В часовне не было центрального алтаря, так что она положила стекло на пол посередине комнаты, и все они уселись вокруг него. Старым костям Эльфриды приходилось несладко, сидеть было неудобно, но она надеялась, что это все продлится недолго.
Видение появилось быстро, и Эльфрида первой определила, где именно находится Аполон. Ей много лет приходилось посещать по торжественным случаям Дома гильдий.
– Это же Кабанье подворье! Что он там делает? Он же поселился в покоях принцессы-наследницы в Большом дворце!
– Нет, он явно переехал сюда, – мягко заметила Козима.

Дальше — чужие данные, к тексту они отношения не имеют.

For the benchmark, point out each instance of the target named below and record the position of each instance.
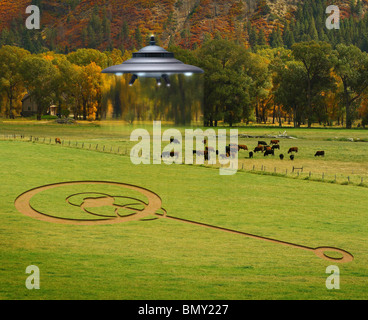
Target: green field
(166, 259)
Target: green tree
(40, 78)
(11, 80)
(315, 57)
(351, 65)
(226, 82)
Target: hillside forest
(260, 67)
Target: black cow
(320, 154)
(175, 141)
(269, 152)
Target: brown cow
(320, 154)
(243, 147)
(210, 149)
(259, 149)
(294, 149)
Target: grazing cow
(165, 155)
(259, 149)
(171, 154)
(269, 152)
(210, 149)
(207, 155)
(294, 149)
(175, 141)
(275, 141)
(320, 154)
(243, 147)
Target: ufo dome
(153, 62)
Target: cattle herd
(262, 147)
(233, 149)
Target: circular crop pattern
(95, 207)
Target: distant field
(343, 158)
(166, 259)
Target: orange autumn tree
(90, 86)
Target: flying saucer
(153, 62)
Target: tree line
(309, 83)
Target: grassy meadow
(166, 259)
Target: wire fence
(293, 172)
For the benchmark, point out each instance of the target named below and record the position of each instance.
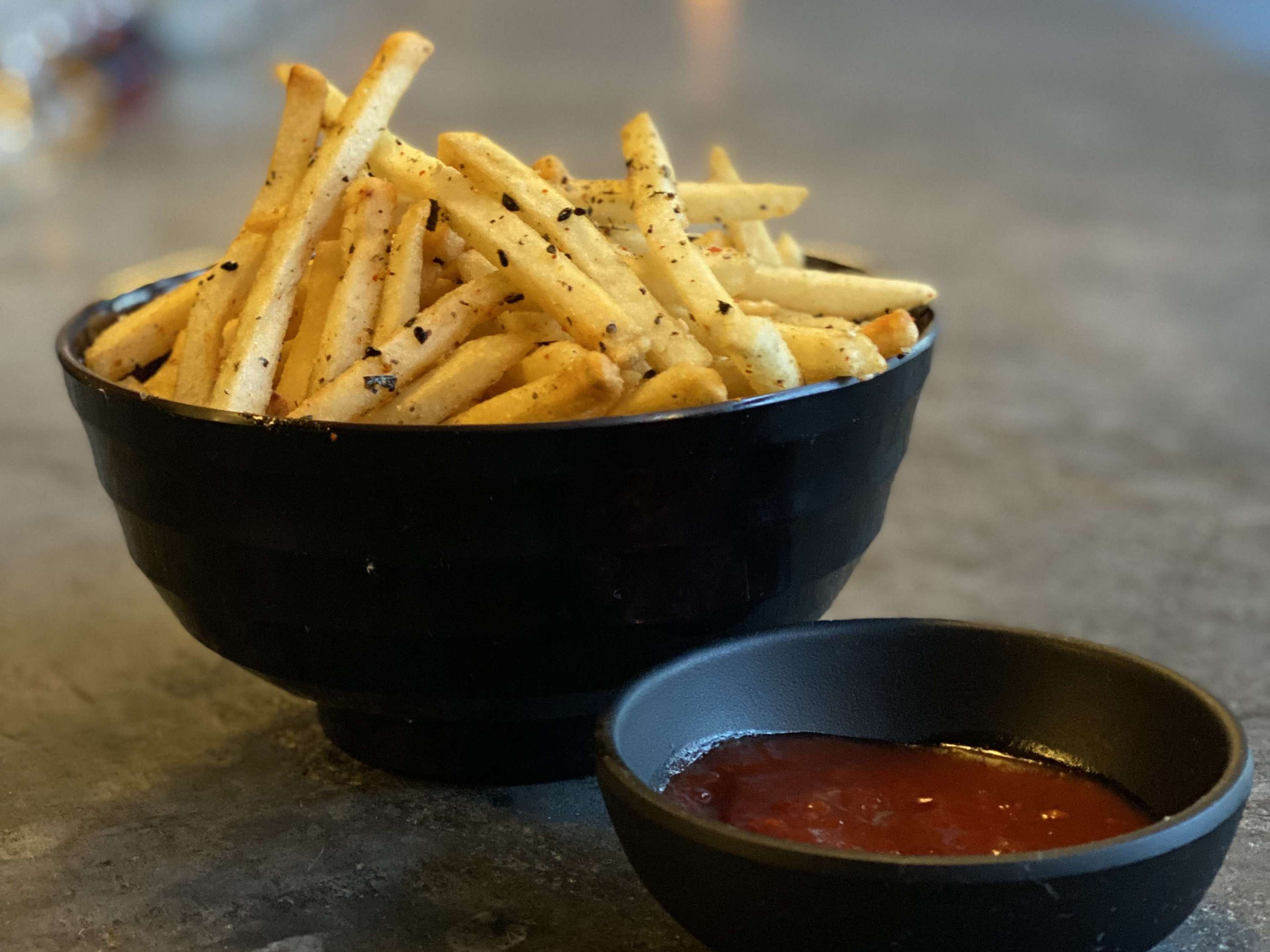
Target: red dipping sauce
(887, 798)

Она была права. В комнате с одной стороны стоял диван, рядом письменный стол, заваленный какими-то рукописями. На полу в самой середине комнаты был начертан разомкнутый круг, в котором стояла бронзовая трубка, наполненная жидкостью, подозрительно напоминавшей кровь. В ней стоял деревянный посох, и пока они смотрели, уровень жидкости в трубке заметно опустился, словно посох пил ее. Но дерево не может впитывать жидкость так быстро!

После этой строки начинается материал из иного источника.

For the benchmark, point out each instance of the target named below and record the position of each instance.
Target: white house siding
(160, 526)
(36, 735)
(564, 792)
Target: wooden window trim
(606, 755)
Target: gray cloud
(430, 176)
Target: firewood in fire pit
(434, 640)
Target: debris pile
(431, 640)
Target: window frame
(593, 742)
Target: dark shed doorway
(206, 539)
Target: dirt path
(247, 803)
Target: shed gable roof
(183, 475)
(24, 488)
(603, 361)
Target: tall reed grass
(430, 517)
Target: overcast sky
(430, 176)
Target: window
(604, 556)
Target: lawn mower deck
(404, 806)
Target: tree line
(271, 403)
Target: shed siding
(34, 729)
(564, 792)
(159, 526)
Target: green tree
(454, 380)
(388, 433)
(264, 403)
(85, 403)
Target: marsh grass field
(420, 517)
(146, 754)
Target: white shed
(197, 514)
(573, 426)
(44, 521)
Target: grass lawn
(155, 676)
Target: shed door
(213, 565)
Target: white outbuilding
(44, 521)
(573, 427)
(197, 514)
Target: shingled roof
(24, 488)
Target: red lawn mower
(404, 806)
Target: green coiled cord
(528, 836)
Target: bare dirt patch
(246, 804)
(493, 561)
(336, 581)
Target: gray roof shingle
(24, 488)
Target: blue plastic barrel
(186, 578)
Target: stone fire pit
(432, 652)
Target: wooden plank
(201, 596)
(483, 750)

Аполон стоял у дверей, разговаривая с одним из своих черных стервятников.
– Приведи моих пленников и всех крепких мужчин, которых сумеешь поймать на улицах между закатом и полуночью, – приказал он.
Нормальный человек спросил бы зачем, но черный просто кивнул и молча пошел прочь.
– Я бы сказал, что этот – мертвец, – почти прошептал Фиделис.
– Думаю, ты прав, – промолвила Верит, роняя руки. Видение погасло. – Мы встретимся здесь, чтобы увидеть, что Аполон собирается сделать с этими людьми.